Helge Matthiesen, der Autor dieses Beitrags, ist Chefredakteur des „General-Anzeiger Bonn“ und Teil der zehnköpfigen Steuerungsgruppe des „NRW-Check“. (jf)

Im „Spiegel“ las sich diese Geschichte später anders. Dort baute sich das Szenario einer von langer Hand geplanten Kungelei auf. Die Dunkelmänner dieser Verschwörung sind die Verleger, die diese Umfrage angeblich ins Leben riefen, um dem CDU-Kandidaten Hendrik Wüst eine bessere Startposition gegenüber dem SPD-Herausforderer Thomas Kutschaty zu verschaffen. Umfragen spielen in Wahlkämpfen nun mal eine wichtige Rolle. Einige Fakten könnten für die Annahme des „Spiegel“ sprechen: Hendrik Wüst war bis vor vier Jahren Geschäftsführer des NRW-Verlegerverbands. Naheliegend daher die Frage, was das eine mit dem anderen zu tun haben könnte. Hinzu kommt: Forsa arbeitet auch für die CDU und für Wüst. Das passte ganz gut zusammen, und es ist legitim und richtig, Fragen nach diesen Zusammenhängen zu stellen.

Nun muss jedoch schon der zeitliche Ablauf der Vorgeschichte jeden investigativen Journalisten misstrauisch machen. Wüst war im Sommer 2021, als die Entscheidungen für die Umfrage fielen, ein Aspirant auf den Ministerpräsidentensessel unter mehreren. Als die Umfrage unter dem Namen „NRW-Check“ von den Chefredakteuren beschlossen wurde, war es Ende Juli. Schlicht falsch ist die Darstellung, die Verlegerversammlung in Minden habe den Beschluss gefasst. Der „Spiegel“ kannte diesen Zusammenhang auch. Wäre es denn eine Aktion zugunsten der CDU und des Kandidaten Wüst gewesen, hätte es einer ziemlich ausgeprägten prophetischen Gabe der Beteiligten bedurft.

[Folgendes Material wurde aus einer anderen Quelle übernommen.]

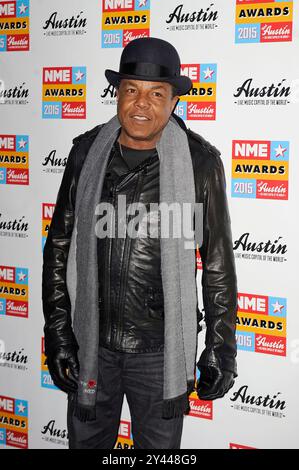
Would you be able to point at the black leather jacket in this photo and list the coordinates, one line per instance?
(130, 284)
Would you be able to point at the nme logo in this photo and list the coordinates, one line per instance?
(263, 21)
(261, 324)
(123, 21)
(64, 93)
(14, 159)
(14, 291)
(13, 422)
(260, 169)
(200, 102)
(47, 214)
(14, 26)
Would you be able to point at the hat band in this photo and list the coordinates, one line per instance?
(147, 69)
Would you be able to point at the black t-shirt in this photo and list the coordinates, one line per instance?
(134, 157)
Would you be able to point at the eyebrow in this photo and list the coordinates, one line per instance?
(154, 87)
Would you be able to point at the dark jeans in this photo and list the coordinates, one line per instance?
(140, 377)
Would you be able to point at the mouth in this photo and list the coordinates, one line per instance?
(140, 118)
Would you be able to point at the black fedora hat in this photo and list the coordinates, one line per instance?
(150, 59)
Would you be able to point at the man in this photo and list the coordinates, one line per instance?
(121, 314)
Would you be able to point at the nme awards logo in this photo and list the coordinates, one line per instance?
(123, 21)
(57, 26)
(14, 291)
(46, 379)
(14, 159)
(260, 169)
(261, 324)
(14, 422)
(263, 21)
(64, 93)
(200, 102)
(47, 214)
(125, 438)
(14, 26)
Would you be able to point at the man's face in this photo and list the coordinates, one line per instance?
(143, 110)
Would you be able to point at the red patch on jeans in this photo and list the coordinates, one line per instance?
(91, 384)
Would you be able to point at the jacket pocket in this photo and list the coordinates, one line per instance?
(154, 303)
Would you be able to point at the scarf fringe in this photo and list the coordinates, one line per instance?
(178, 406)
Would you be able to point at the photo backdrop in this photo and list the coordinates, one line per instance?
(242, 57)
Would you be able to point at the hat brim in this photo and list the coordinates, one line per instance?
(182, 83)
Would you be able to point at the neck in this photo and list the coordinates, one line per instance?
(137, 144)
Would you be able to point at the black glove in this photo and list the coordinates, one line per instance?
(213, 383)
(60, 359)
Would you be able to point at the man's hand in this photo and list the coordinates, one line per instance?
(61, 359)
(213, 383)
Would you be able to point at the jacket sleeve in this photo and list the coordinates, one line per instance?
(56, 302)
(219, 282)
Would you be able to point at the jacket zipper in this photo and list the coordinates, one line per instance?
(124, 267)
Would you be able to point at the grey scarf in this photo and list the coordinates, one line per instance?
(177, 269)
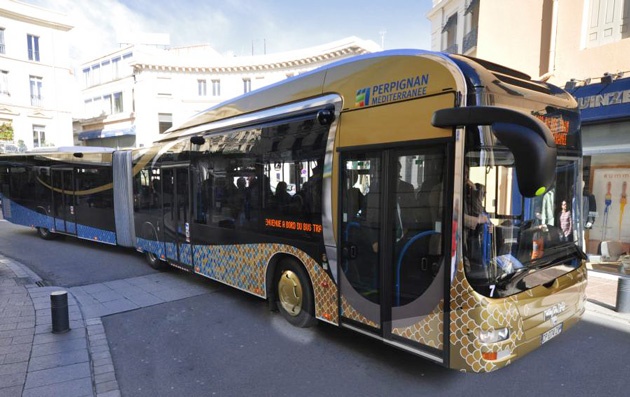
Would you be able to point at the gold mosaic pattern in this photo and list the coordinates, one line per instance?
(244, 266)
(428, 331)
(470, 313)
(349, 312)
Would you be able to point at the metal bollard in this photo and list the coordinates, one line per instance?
(623, 295)
(59, 312)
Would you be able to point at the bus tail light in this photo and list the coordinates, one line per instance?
(494, 336)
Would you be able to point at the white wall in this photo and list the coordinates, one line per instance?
(53, 67)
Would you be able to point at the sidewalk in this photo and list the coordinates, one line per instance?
(36, 362)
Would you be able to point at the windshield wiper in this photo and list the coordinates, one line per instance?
(546, 262)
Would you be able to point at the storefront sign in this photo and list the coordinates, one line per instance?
(599, 102)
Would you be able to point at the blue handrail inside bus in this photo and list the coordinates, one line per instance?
(402, 254)
(347, 234)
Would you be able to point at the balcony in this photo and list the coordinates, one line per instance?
(452, 49)
(470, 41)
(37, 101)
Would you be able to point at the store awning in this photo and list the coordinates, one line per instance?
(604, 101)
(106, 133)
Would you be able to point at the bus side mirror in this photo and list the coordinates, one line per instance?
(529, 140)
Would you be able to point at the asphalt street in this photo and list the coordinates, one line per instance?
(69, 261)
(227, 343)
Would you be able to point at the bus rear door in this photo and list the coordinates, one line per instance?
(64, 200)
(176, 214)
(392, 228)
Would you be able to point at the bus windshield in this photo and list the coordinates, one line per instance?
(512, 243)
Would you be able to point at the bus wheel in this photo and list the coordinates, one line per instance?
(156, 262)
(45, 233)
(294, 294)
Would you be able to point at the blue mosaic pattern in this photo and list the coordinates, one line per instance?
(245, 267)
(21, 215)
(59, 225)
(185, 254)
(171, 250)
(152, 246)
(92, 233)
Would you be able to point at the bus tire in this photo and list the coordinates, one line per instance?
(294, 295)
(45, 233)
(155, 262)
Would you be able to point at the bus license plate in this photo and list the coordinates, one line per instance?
(552, 333)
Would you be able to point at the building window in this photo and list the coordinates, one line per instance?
(2, 41)
(115, 68)
(4, 83)
(201, 88)
(86, 77)
(608, 21)
(164, 87)
(33, 47)
(118, 106)
(36, 91)
(39, 136)
(107, 104)
(106, 71)
(449, 34)
(216, 87)
(166, 121)
(96, 74)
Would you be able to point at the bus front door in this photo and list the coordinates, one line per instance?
(175, 210)
(392, 272)
(64, 200)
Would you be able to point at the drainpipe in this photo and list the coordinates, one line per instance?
(552, 41)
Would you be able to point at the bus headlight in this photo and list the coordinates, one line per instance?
(494, 336)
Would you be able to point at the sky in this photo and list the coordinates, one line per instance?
(230, 26)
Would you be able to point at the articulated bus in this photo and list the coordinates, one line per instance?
(410, 196)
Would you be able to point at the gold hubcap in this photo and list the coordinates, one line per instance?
(290, 292)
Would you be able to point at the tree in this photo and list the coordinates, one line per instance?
(6, 132)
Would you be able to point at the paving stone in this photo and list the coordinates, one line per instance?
(100, 342)
(12, 379)
(15, 348)
(10, 391)
(102, 361)
(106, 386)
(106, 296)
(144, 299)
(14, 332)
(60, 346)
(16, 368)
(103, 369)
(49, 338)
(16, 357)
(105, 377)
(72, 388)
(94, 288)
(57, 375)
(58, 360)
(99, 349)
(114, 393)
(121, 305)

Zehnköpfige Steuerungsgruppe

Die meisten Verschwörungen leiden unter der Tatsache, dass die Gefahr der Entdeckung mit der Zahl der Beteiligten wächst. Hier waren im Kern zehn Chefredakteure oder Mitglieder der Chefredaktionen zum Teil sehr großer Zeitungen beteiligt. Von ihnen anzunehmen, sie ließen sich von dunklen Mächten – und seien es Verleger – einfach für eine Partei und deren Interessen instrumentalisieren, ist kühn. Es sind sogar Blätter beteiligt, deren Mehrheitseigentümerin eine Medienholding im Besitz der SPD ist. Die Redaktionen arbeiten unabhängig und spiegeln das normale Meinungsbild in der Gesellschaft wider. Journalisten sind außerdem kritisch im Umgang mit allen Fakten, die man ihnen anbietet. Kaum wahrscheinlich, dass sie so einfach zu manipulieren wären. 39 Chefredakteure als nützliche Idioten oder willige Vollstrecker? Das sind eindeutig ein paar zu viele, als dass diese These stimmen könnte.

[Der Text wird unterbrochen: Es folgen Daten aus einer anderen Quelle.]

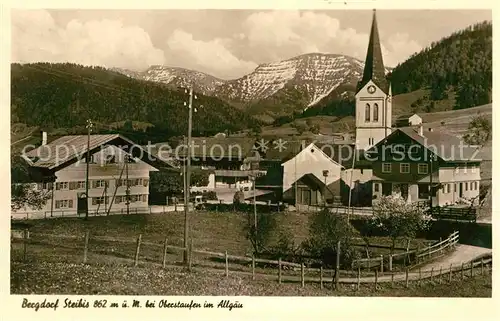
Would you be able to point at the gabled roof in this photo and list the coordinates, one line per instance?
(316, 148)
(68, 149)
(374, 65)
(234, 148)
(447, 147)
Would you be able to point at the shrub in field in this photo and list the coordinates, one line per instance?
(260, 235)
(397, 218)
(325, 230)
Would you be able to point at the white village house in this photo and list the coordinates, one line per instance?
(110, 167)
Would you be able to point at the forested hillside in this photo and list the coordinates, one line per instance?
(453, 73)
(64, 96)
(461, 62)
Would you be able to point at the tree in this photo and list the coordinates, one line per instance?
(24, 190)
(170, 183)
(260, 237)
(325, 230)
(479, 131)
(398, 218)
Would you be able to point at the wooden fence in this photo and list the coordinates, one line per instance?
(454, 213)
(307, 273)
(415, 257)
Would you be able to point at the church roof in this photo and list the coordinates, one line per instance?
(374, 64)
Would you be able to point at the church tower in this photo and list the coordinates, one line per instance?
(373, 96)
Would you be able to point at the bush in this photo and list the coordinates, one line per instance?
(326, 229)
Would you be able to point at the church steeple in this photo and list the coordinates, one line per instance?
(374, 64)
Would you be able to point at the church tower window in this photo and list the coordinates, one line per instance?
(375, 112)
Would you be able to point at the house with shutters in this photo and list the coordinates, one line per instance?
(425, 165)
(118, 174)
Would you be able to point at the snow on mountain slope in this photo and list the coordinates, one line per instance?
(313, 75)
(177, 77)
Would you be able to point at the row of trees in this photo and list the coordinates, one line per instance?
(393, 217)
(462, 61)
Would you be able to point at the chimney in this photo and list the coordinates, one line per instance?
(44, 138)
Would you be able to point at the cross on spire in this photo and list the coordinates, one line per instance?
(374, 64)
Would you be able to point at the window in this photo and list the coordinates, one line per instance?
(99, 183)
(64, 204)
(423, 191)
(386, 167)
(386, 189)
(367, 112)
(61, 185)
(423, 168)
(404, 168)
(76, 185)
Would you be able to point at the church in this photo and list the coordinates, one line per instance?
(373, 96)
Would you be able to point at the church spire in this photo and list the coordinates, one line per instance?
(374, 64)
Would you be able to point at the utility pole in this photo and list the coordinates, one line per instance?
(127, 193)
(188, 176)
(89, 129)
(350, 184)
(325, 175)
(431, 190)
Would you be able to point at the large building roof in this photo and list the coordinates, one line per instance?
(447, 147)
(69, 149)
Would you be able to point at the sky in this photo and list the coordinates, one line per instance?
(224, 43)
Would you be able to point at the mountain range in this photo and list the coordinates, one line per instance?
(309, 78)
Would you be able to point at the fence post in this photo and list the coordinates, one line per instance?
(86, 247)
(227, 264)
(302, 273)
(321, 277)
(359, 277)
(337, 267)
(253, 266)
(25, 244)
(190, 254)
(279, 270)
(137, 249)
(165, 248)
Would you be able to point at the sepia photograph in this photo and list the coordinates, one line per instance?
(310, 153)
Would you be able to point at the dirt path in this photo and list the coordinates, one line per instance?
(462, 254)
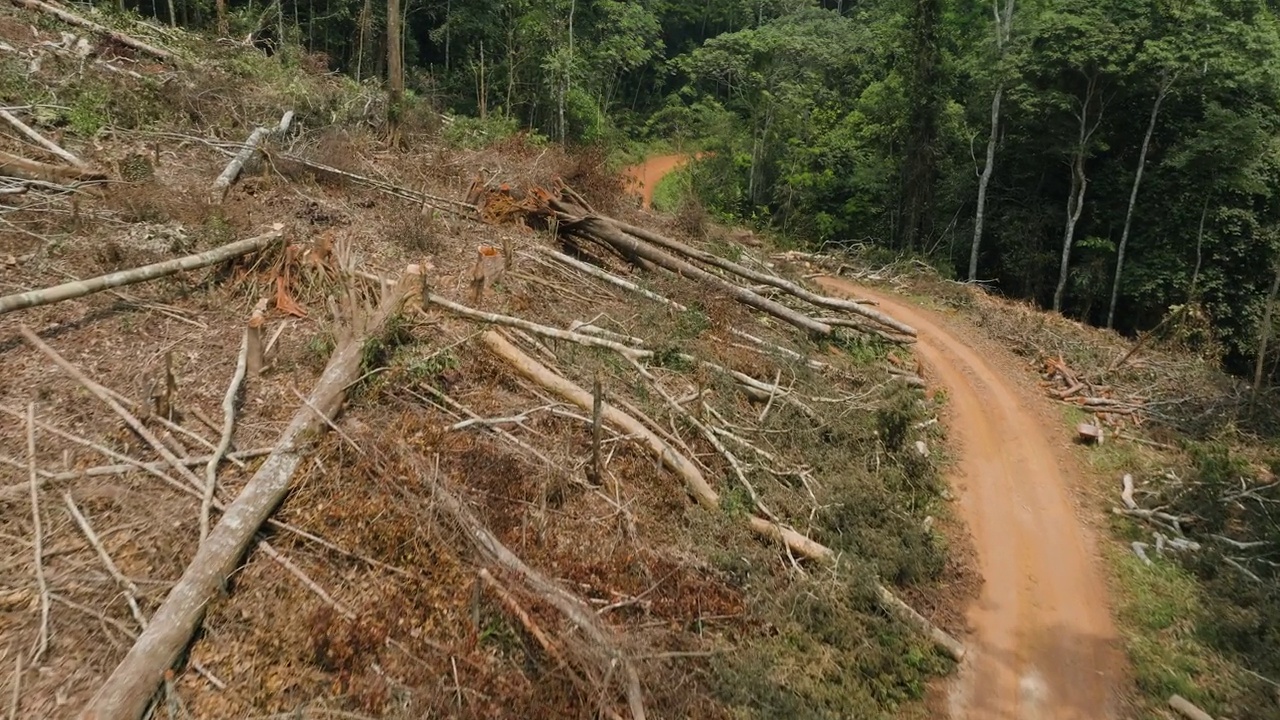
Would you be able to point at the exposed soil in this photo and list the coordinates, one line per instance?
(647, 174)
(1042, 639)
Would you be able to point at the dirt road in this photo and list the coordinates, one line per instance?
(1042, 642)
(647, 174)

Institute liefern Informationen

Bleiben Forsa und Manfred Güllner: Der arbeitet wie alle Meinungsforscher für alle möglichen Auftraggeber – aus der Wirtschaft, aus Behörden oder auch aus den Parteien. Güllner zum Beispiel für die SPD in Niedersachsen, für die FDP-Bundestagsfraktion, am Ende auch für die CDU in Nordrhein-Westfalen und Hendrik Wüst. Das mag man unglücklich finden, schmälert aber nicht per se Forsas Umfragearbeit.

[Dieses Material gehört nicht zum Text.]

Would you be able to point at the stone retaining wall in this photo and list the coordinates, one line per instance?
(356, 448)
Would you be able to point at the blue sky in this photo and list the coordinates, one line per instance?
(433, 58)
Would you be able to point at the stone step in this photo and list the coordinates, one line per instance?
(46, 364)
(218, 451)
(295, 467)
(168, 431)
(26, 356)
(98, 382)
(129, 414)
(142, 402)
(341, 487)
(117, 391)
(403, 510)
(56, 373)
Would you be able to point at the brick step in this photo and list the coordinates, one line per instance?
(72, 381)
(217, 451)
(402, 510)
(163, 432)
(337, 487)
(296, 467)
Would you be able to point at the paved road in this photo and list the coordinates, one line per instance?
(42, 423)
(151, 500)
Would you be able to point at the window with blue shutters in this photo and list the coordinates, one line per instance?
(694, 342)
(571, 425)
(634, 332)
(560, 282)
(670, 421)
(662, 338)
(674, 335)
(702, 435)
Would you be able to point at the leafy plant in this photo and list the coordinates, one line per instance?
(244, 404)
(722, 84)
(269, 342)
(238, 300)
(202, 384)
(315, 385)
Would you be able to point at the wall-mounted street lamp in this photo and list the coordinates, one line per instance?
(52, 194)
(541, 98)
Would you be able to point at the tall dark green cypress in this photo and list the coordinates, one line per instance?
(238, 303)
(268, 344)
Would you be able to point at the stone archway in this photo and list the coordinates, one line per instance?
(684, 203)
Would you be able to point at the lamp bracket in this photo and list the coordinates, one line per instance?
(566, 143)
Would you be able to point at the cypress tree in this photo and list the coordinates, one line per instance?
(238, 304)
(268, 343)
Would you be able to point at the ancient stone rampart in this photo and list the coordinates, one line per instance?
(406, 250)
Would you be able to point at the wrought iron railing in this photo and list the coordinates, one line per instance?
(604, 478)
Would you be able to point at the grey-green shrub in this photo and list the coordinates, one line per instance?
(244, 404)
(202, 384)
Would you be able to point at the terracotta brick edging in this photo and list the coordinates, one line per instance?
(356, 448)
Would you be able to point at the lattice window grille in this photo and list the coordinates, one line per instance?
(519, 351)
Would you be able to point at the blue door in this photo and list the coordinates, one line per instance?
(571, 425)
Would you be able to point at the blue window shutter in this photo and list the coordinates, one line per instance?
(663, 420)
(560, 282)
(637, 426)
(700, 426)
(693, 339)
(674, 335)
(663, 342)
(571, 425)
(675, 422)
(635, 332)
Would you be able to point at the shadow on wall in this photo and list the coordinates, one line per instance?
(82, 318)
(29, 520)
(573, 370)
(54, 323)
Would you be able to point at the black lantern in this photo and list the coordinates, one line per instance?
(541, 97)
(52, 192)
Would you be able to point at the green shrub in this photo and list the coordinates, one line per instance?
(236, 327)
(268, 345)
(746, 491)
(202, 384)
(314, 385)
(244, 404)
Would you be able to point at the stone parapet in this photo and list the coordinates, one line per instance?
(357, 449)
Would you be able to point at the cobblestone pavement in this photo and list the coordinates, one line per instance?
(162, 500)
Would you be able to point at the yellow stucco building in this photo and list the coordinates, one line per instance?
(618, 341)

Auftraggeber wünschen sich Informationen, die Institute liefern sie auf der Grundlage nachvollziehbarer sozialwissenschaftlicher Methoden, die als statistisch abgesichert gelten. Die Aufträge laufen getrennt voneinander. Es gibt in den Ergebnissen Fehlertoleranzen und Unschärfen, die in der Natur der Sache liegen. Die aber sind transparent und werden kommuniziert. Güllner streitet sich derzeit juristisch mit der NRW-SPD um den Einsatz von Umfragedaten eines Berliner Start-ups im Wahlkampf, die über das Internet erhoben werden. Er hält diese Daten für nicht seriös und schädlich für das gesamte Metier der Meinungs- und Marktforschung.

Der „Spiegel“ verschickte ab Anfang Januar umfangreiche Fragenkataloge an viele Menschen, die Informationen zu der vermeintlichen Wahlkampf-Verschwörung liefern sollten. Die Fragen folgten weiteren Spuren ins Nichts: Die Brost-Stiftung geriet ins Visier, die Bonner Akademie für praktische Politik (BAPP). Ein Zusammenhang scheint nur erfindlich, wenn man der Logik der Verschwörungstheoretiker folgte, die meinten, weitere personelle Querverbindungen gegen die SPD im Lande aufklären zu müssen.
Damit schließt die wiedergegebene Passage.